Le premier est de diviser par deux la consommation d'espaces naturels, agricoles et forestiers (Enaf) au cours de la décennie 2021-2031 par rapport à la décennie 2011-2021, ce qui revient à prolonger la baisse déjà observée de la consommation d'espaces naturels, avec un effort supplémentaire permettant de tenir un objectif moyen de consommation de l'ordre de 12 500 hectares par an. La loi n'a donc pas créé une rupture dans les pratiques d'aménagement, puisqu'elle ne fait qu'amplifier une tendance, tout en demandant aux territoires un effort supplémentaire, mais limité.
La marche suivante est de parvenir en trente ans à un usage des sols de zéro artificialisation nette. Cet objectif, que nous devrons donc atteindre en 2050, devra être mesuré par le solde entre les surfaces nouvellement artificialisées et les surfaces rendues à la nature – à l'occasion de certains débats, j'ai parfois l'impression que certains considèrent que cet objectif est déjà atteint.
Je précise que nous ne sommes pas seuls : bon nombre de nos partenaires européens ont d'ores et déjà adopté des mesures pour limiter l'artificialisation des sols et partagent l'objectif de zéro artificialisation nette à l'horizon 2050.

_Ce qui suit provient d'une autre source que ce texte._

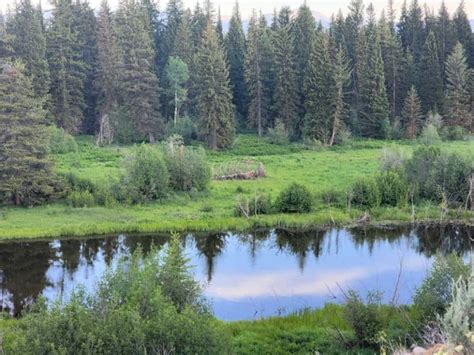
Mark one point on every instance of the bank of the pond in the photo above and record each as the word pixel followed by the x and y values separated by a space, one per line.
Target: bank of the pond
pixel 61 221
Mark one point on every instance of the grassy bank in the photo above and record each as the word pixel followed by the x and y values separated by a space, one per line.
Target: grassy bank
pixel 322 170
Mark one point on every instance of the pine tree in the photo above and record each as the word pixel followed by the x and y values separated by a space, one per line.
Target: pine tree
pixel 139 84
pixel 256 75
pixel 29 45
pixel 303 33
pixel 341 78
pixel 458 76
pixel 374 106
pixel 213 93
pixel 319 88
pixel 68 71
pixel 286 99
pixel 108 74
pixel 430 83
pixel 235 49
pixel 25 173
pixel 411 114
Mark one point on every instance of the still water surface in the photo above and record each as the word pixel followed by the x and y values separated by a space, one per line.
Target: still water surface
pixel 245 276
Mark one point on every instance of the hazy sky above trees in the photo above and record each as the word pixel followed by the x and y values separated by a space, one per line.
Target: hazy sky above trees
pixel 324 7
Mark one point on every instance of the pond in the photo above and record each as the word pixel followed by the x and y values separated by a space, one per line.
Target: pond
pixel 245 275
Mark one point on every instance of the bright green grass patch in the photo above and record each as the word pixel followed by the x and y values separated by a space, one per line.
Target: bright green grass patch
pixel 305 332
pixel 334 169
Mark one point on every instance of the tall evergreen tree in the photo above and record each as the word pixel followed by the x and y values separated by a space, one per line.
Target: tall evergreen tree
pixel 109 63
pixel 412 114
pixel 29 44
pixel 235 49
pixel 256 71
pixel 213 93
pixel 458 75
pixel 430 83
pixel 25 173
pixel 286 93
pixel 68 71
pixel 374 105
pixel 303 33
pixel 139 84
pixel 319 88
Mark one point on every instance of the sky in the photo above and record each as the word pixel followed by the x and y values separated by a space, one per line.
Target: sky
pixel 324 7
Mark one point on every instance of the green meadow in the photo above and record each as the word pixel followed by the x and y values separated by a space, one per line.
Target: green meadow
pixel 325 171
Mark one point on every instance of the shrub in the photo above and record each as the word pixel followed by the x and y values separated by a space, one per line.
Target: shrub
pixel 364 318
pixel 146 177
pixel 187 167
pixel 143 305
pixel 365 193
pixel 61 142
pixel 294 199
pixel 254 206
pixel 454 133
pixel 430 135
pixel 81 199
pixel 435 293
pixel 392 188
pixel 278 135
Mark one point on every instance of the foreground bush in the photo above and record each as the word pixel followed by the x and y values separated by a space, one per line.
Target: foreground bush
pixel 146 176
pixel 294 199
pixel 187 167
pixel 146 305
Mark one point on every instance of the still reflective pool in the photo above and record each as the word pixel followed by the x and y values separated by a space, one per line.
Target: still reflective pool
pixel 246 275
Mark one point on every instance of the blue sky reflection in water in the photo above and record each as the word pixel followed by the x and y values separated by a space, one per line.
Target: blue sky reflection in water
pixel 245 276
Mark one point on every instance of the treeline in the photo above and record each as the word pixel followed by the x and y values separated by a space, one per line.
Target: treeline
pixel 140 74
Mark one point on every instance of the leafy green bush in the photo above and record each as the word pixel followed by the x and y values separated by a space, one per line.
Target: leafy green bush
pixel 81 199
pixel 61 142
pixel 278 135
pixel 294 199
pixel 146 176
pixel 144 305
pixel 435 293
pixel 364 317
pixel 365 193
pixel 392 188
pixel 187 167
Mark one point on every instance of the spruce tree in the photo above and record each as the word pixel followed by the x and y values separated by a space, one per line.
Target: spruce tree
pixel 139 84
pixel 303 33
pixel 374 106
pixel 412 114
pixel 286 93
pixel 68 71
pixel 29 45
pixel 458 76
pixel 319 88
pixel 213 93
pixel 235 49
pixel 108 74
pixel 430 83
pixel 25 173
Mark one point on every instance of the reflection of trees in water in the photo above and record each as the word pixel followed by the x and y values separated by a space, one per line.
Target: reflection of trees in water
pixel 210 245
pixel 300 243
pixel 23 268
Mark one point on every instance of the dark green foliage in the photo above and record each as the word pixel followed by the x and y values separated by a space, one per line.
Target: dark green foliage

Depuis le début du parcours de ce texte, souhaité par le Sénat, notre objectif constant est de garantir l'application et le respect de cette trajectoire en privilégiant le dialogue et la concertation avec les élus locaux, à la fois parce qu'elle est issue d'un large vote de la représentation nationale et parce qu'elle est indispensable, pour toutes les raisons que je viens d'invoquer.
Cet esprit nous a donc animés dès la première lecture au Sénat. Il nous a conduits à y défendre des mesures de bon sens et de facilitation et s'est traduit par la volonté d'éviter que n'y soient adoptées des dispositions qui videraient de sa substance la trajectoire de sobriété foncière. De ce point de vue, le texte adopté au Sénat nous paraît améliorable, car trop de dispositions votées nous semblent compromettre la crédibilité de cette trajectoire.
Nous nous sommes donc efforcés, avant que ce texte ne soit examiné par l'Assemblée nationale, de mener de nouvelles concertations approfondies avec les associations d'élus, en particulier avec l'Association des maires de France et des présidents d'intercommunalité (AMF), pour tenter de trouver le chemin du consensus dont notre pays a besoin.
Nous devons remettre sur le métier l'ouvrage législatif afin de garantir que les mesures de bon sens et de facilitation sur lesquelles nous sommes en accord depuis le début soient votées. Il s'agit de la prise en compte de la renaturation avant 2031 ; de la création de nouveaux outils – extension du droit de préemption ou mise en place de périmètres de sursis à statuer – pour aider les communes à mieux maîtriser les projets avant 2031 ; de la communication aux communes des données dont elles ont besoin pour mieux mesurer les effets de l'artificialisation et y réagir ; de la possibilité offerte aux communes littorales d'anticiper le recul du trait de côte ; de dispositions, cruciales dans cette discussion législative, relatives à la prise en compte des grands projets nationaux et au principe d'une garantie rurale.
La première difficulté est que certains grands projets de l'État, par exemple des infrastructures majeures telles que le canal Seine-Nord Europe, consomment beaucoup d'espaces à l'échelle d'une région.